SFEcon's theoretical framework must be shown adequate for resolving the inherent conflict between production functions and bill of materials considerations. A sector and the firms that compose it all produce the same product; so, presumably, they all have approximately the same bill of materials. The logistics of an automobile factory, for example, would specify exactly four wheels per chassis; and the same specification would apply to the entire automotive sector. In describing the sector, a production function expressing diminishing marginal utility would have to allow unrealistic variations around this 4:1 ratio. Production theory per se does not preclude the possibility of an automobile made entirely out of wheels.

Here we can only appeal to the economist’s sense of analytic practicality. While no automotive bill of materials would fail to distinguish between wheels and chassis, neither would any sensible macroeconomic model be designed with both an automotive sector and a wheels sector. It is much more likely that personal vehicles would be made by a HEAVY INDUSTRY sector that would make vehicles of all descriptions, as well as wheels in such quantities as are required for new vehicles, plus those required for spares, repair stocks, etc. The HEAVY INDUSTRY sector would buy inputs from the CHEMICAL, CERAMIC, PRIMARY INDUSTRY, and LIGHT INDUSTRY sectors; and the mix of inputs would involve economic considerations as much as industrial design.
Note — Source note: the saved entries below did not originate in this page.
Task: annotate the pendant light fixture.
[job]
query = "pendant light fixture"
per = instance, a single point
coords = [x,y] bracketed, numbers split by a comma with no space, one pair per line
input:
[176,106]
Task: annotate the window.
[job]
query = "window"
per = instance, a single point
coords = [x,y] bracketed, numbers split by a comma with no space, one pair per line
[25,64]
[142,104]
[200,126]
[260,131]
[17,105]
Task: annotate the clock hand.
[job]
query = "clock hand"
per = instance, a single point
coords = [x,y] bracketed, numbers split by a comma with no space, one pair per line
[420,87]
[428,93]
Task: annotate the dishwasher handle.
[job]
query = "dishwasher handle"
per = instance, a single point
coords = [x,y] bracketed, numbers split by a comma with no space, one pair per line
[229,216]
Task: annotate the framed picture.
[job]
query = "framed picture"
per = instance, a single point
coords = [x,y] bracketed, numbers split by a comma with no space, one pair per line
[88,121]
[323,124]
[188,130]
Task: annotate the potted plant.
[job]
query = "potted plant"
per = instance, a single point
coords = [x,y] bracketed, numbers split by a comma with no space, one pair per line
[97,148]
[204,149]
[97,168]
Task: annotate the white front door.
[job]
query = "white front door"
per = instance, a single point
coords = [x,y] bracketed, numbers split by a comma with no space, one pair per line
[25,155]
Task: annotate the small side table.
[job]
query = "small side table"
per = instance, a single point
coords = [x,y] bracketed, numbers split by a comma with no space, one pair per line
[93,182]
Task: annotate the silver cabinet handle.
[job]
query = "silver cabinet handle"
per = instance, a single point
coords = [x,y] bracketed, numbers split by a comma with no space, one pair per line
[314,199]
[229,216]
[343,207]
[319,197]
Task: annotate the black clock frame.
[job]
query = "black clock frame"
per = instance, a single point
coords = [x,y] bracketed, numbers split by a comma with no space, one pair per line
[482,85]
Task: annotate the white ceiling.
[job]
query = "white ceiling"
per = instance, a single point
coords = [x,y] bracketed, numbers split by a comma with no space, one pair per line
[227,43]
Vehicles are designed with considerations as to the prices of the inputs. If the sheet steel provided by the PRIMARY INDUSTRY sector trends up in price, then autos will be designed with more plastics from the CHEMICAL sector and more glass from the CERAMIC sector. Thus production theory precedes a product’s design, while the bill of materials follows from a product’s design. The former is an economic consideration, the latter is industrial engineering.

To participate in our view, the macro economist must step back from familiar economic activity to an observation point at which bills of materials fade into the background and production functions emerge to take shape as full descriptors of economic sectors. An individual firm’s bill of materials is perhaps best analogized to an individual dot in a pointillist painting: any one dot is meaningless to the overall impression conveyed by the larger work, which would be analogous to the production contours describing an entire industry. And these contours would necessarily disappear from any view close enough to reveal the individual dots.